Abstract

Reinforcement learning represents a fundamentally different paradigm from supervised and unsupervised learning—one where agents learn optimal behavior through trial, error, and reward signals. This lecture begins with the mathematical foundations that make RL rigorous: Markov Decision Processes (MDPs), Bellman equations, and Bellman optimality equations. We’ll build intuition for how these frameworks formalize sequential decision-making problems, then progress through the classical solution methods—dynamic programming for exact solutions in known environments, Monte Carlo methods for learning from complete episodes, and temporal-difference learning that combines the best of both approaches. You’ll understand not just the algorithms, but the fundamental tradeoffs between model-based and model-free methods, on-policy versus off-policy learning, and the bootstrapping principles that make TD learning so powerful.

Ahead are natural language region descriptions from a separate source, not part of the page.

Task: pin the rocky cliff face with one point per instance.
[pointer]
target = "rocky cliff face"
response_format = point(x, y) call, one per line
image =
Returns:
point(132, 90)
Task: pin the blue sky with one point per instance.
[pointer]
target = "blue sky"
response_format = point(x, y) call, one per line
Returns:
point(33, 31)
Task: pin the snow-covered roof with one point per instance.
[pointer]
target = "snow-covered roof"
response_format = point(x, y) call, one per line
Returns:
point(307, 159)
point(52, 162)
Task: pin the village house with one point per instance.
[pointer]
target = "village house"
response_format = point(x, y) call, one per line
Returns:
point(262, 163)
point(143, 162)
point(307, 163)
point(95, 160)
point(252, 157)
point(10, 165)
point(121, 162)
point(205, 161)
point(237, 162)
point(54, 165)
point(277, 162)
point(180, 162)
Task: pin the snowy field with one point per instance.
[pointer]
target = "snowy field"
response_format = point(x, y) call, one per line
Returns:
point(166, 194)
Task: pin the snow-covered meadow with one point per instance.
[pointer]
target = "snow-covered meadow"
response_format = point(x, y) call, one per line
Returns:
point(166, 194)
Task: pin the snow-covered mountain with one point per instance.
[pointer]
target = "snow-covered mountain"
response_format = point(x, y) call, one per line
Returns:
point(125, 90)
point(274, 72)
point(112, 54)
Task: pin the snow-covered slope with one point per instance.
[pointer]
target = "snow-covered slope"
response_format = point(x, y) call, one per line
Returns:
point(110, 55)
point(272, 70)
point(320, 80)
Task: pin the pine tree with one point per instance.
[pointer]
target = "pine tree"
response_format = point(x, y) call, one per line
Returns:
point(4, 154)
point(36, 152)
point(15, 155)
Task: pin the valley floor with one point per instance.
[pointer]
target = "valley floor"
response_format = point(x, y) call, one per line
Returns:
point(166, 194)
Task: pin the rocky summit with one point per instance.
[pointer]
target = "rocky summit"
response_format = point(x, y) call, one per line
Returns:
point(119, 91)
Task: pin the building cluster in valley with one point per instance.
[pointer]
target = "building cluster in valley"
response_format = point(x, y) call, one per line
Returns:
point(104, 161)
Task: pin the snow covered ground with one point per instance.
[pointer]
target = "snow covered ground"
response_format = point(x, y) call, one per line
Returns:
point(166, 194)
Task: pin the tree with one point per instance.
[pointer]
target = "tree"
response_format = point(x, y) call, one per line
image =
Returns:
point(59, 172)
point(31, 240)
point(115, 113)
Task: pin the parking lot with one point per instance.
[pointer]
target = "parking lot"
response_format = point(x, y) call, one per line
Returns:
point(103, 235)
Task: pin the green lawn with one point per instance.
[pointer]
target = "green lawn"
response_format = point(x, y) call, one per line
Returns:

The real excitement comes when we explore modern reinforcement learning and its spectacular recent achievements. We’ll examine how deep RL combines neural networks with classical RL algorithms, enabling breakthroughs like AlphaGo’s defeat of world champions and modern applications in robotics, autonomous systems, and game playing. Most importantly, we’ll explore the intersection of large language models and RL—how techniques like Reinforcement Learning from Human Feedback (RLHF) have revolutionized LLM capabilities, making models like ChatGPT and Claude possible. You’ll see the evolution of RL from theoretical framework to practical powerhouse, understanding how reward shaping, policy gradients, and actor-critic methods enable AI systems to master complex tasks that seemed impossible just years ago.

In the final section, we shift to practical empowerment: “Building Your Superpower.” The most valuable skill in the AI era isn’t necessarily becoming an AI expert—it’s becoming an AI power user in your domain. We’ll explore the distinction between AI experts and AI-empowered domain experts, and why the latter are driving revolutionary changes across industries. Through a live app development demonstration, you’ll see how domain expertise combined with AI tools enables you to build sophisticated applications without deep ML engineering knowledge. You’ll learn frameworks for AI-assisted development, strategies for rapid prototyping, and practical approaches to deploying AI-powered solutions. Whether you’re in healthcare, finance, education, or any other field, this lecture equips you to leverage AI as a force multiplier for your expertise—transforming from AI consumer to AI-empowered creator.